A começar pela escola, onde farão parecer que fizeram as pesquisas e os mestres farão parecer que as leram. O educandário divide com a família a responsabilidade de formar adultos emocionalmente dependentes.

Adultos, estes, que viverão falsos relacionamentos. Uma parte das mulheres, senão a maioria, quando interrogadas acerca do que espera de um companheiro, omite o que realmente lhes faz interessar à primeira vista, para dizer que sinceridade é essencial. Incautos, não se deixem enganar! Nenhuma mulher é sincera quando afirma que o que mais lhe agrada em um homem é a sinceridade. Absolutamente, para dizer-lhes se estão gordas ou ridículas, um espelho ou uma amiga atenta é o suficiente. Da parelha, espera apenas doces falsetas e verdades óbvias.

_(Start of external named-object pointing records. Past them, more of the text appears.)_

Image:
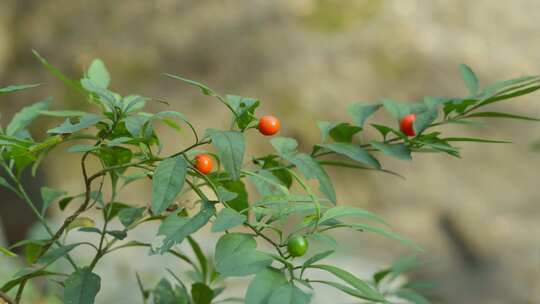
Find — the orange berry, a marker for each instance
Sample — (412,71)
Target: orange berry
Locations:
(269,125)
(204,163)
(407,124)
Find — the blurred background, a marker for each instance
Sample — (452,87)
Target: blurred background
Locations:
(478,217)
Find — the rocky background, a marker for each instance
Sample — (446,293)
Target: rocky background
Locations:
(478,218)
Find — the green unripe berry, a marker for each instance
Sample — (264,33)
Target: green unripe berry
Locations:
(297,245)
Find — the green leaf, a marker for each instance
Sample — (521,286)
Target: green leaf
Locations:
(16,88)
(118,141)
(240,201)
(81,287)
(201,258)
(167,183)
(263,285)
(380,275)
(344,132)
(411,296)
(399,151)
(98,74)
(176,228)
(244,109)
(54,254)
(384,130)
(64,113)
(4,183)
(117,234)
(225,195)
(164,293)
(133,103)
(361,111)
(425,119)
(235,255)
(507,86)
(289,294)
(20,276)
(480,140)
(348,290)
(501,115)
(49,195)
(128,216)
(386,233)
(113,209)
(341,211)
(396,109)
(324,127)
(67,127)
(284,145)
(470,79)
(82,148)
(317,257)
(354,152)
(204,88)
(6,252)
(359,285)
(135,124)
(81,222)
(310,168)
(201,293)
(230,147)
(226,219)
(24,117)
(56,72)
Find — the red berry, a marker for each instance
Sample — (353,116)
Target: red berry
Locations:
(407,124)
(269,125)
(204,163)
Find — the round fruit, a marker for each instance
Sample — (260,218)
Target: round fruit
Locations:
(407,124)
(269,125)
(204,163)
(297,245)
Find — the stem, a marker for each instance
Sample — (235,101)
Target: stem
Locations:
(38,215)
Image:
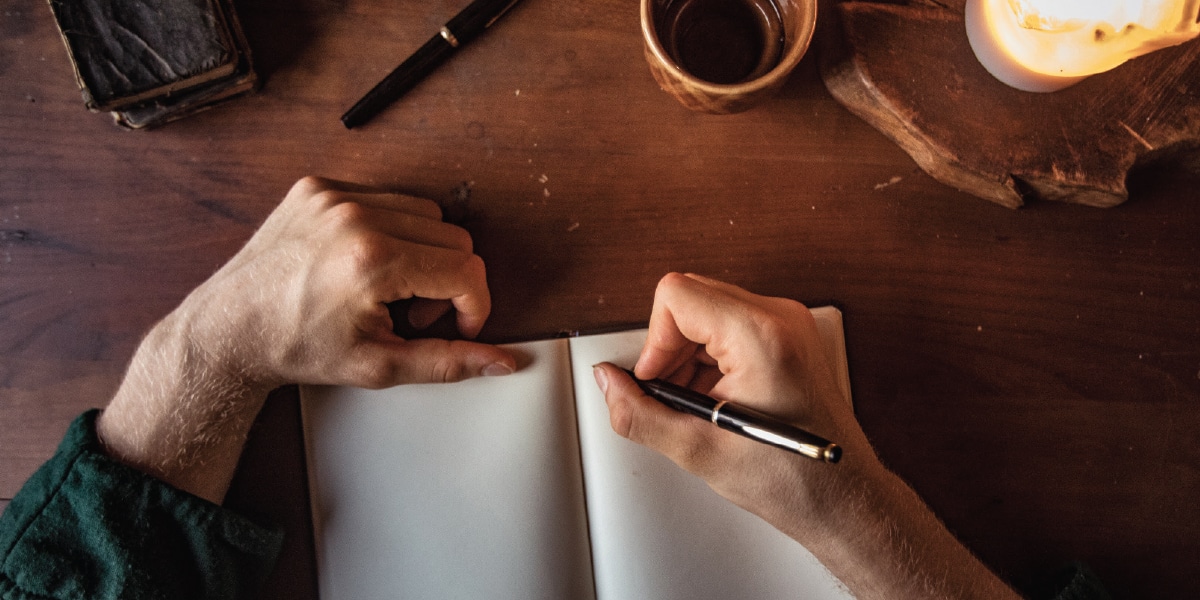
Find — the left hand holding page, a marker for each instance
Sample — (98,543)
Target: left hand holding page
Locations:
(304,301)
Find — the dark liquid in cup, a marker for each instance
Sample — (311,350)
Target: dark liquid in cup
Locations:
(723,41)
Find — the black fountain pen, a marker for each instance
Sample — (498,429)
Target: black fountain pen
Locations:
(462,29)
(741,420)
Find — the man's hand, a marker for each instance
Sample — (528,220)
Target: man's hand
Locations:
(858,519)
(304,301)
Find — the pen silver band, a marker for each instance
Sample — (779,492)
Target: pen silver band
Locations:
(717,409)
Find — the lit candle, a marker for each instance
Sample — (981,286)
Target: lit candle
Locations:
(1049,45)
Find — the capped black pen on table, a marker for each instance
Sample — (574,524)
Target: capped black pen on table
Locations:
(741,420)
(460,30)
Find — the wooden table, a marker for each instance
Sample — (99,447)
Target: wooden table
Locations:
(1035,373)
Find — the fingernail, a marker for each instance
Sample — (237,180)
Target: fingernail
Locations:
(601,378)
(497,370)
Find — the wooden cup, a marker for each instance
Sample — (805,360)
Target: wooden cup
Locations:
(797,19)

Em outra via, os homens mentem para satisfazer esta necessidade das mulheres. Alguns fingem querer algo mais sério, para ter o que os dois querem. Mentem aonde vão, o que fazem, com quem falaram, independente de serem infiéis ou não, mas porque não querem iniciar uma discussão filosófica sobre o nada de mais ou o tudo de muito menos. É o protocolo do amor. Olhos que não veem, coração que não sente.

Homens e mulheres que, no trabalho, serão igualmente dissimulados. Geralmente, os mais habilidosos chegam a altos postos e tratam de enganar os clientes, para melhores resultados financeiros. É um círculo vicioso que se repete nos esportes, política, meios de comunicação. Quanto mais mentirístico, maior repercussão terá.

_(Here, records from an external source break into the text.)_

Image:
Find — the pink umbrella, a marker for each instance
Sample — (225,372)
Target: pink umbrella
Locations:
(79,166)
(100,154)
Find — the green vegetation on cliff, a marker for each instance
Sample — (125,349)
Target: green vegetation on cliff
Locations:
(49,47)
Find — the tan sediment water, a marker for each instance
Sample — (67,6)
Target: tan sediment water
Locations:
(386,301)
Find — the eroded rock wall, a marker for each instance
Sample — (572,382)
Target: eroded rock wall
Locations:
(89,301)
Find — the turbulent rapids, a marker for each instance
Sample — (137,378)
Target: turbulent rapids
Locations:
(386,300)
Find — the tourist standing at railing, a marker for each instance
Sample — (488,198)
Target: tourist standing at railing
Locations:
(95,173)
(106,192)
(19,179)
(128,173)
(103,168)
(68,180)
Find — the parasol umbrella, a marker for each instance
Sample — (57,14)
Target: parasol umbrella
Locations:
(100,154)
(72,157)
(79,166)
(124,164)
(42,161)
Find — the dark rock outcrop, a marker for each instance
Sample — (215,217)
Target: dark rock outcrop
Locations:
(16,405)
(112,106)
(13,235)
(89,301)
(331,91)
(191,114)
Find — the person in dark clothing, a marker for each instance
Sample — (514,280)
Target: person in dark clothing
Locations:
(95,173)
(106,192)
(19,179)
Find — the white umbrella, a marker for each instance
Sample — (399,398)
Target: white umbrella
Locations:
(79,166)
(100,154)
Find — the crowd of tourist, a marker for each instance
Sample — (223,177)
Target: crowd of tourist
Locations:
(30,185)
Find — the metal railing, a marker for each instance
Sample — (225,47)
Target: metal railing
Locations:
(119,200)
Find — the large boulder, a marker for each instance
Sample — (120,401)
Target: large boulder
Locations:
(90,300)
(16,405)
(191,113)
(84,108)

Embora seja este um fenômeno mundial, a falácia, no Brasil é arraigada ao coloquialismo cotidiano. Contestar à um simples pedido de opinião com uma lhana resposta pode abalar fatalmente uma relação, de qualquer espécie. Isto porque as ligações são construídas em bases ilusórias, sustentadas por uma delgada camada de vaidade, proveniente, possivelmente, das clássicas desigualdades sociais seculares.

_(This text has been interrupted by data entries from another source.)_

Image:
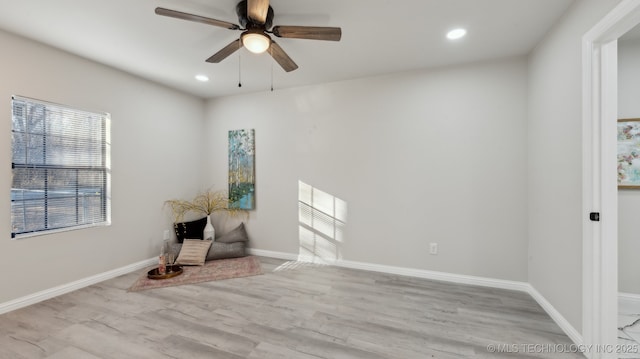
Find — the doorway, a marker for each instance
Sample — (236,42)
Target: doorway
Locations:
(600,191)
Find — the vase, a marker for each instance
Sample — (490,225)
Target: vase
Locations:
(209,232)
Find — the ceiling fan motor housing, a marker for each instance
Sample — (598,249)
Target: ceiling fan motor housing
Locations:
(247,23)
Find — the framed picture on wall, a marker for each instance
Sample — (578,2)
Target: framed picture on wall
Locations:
(629,153)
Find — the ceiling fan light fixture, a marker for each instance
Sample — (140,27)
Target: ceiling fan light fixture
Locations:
(456,34)
(256,42)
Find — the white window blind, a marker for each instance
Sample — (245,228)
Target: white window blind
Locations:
(61,168)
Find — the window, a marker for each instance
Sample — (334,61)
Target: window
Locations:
(61,168)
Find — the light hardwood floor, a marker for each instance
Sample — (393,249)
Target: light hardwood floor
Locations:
(294,310)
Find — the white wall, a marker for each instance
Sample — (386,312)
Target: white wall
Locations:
(418,157)
(555,160)
(155,156)
(628,200)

As gerações atuais já estão perdidas. Infelizmente, é quase impossível, ou porque não, catastrófico, que cidadãos começassem a dizer o que pensam cruamente. Mas o mundo será um lugar melhor, concertezamente, se deixarmos nossos filhos crescerem sem o mentirismo como arma de defesa e ataque. Pessoas superprotegidas são fracas, poucas conseguem usar isso a seu favor e se fortalecer. Ateístas do Brasil, uni-vos em prol da construção de um país de pessoas fortes e livres!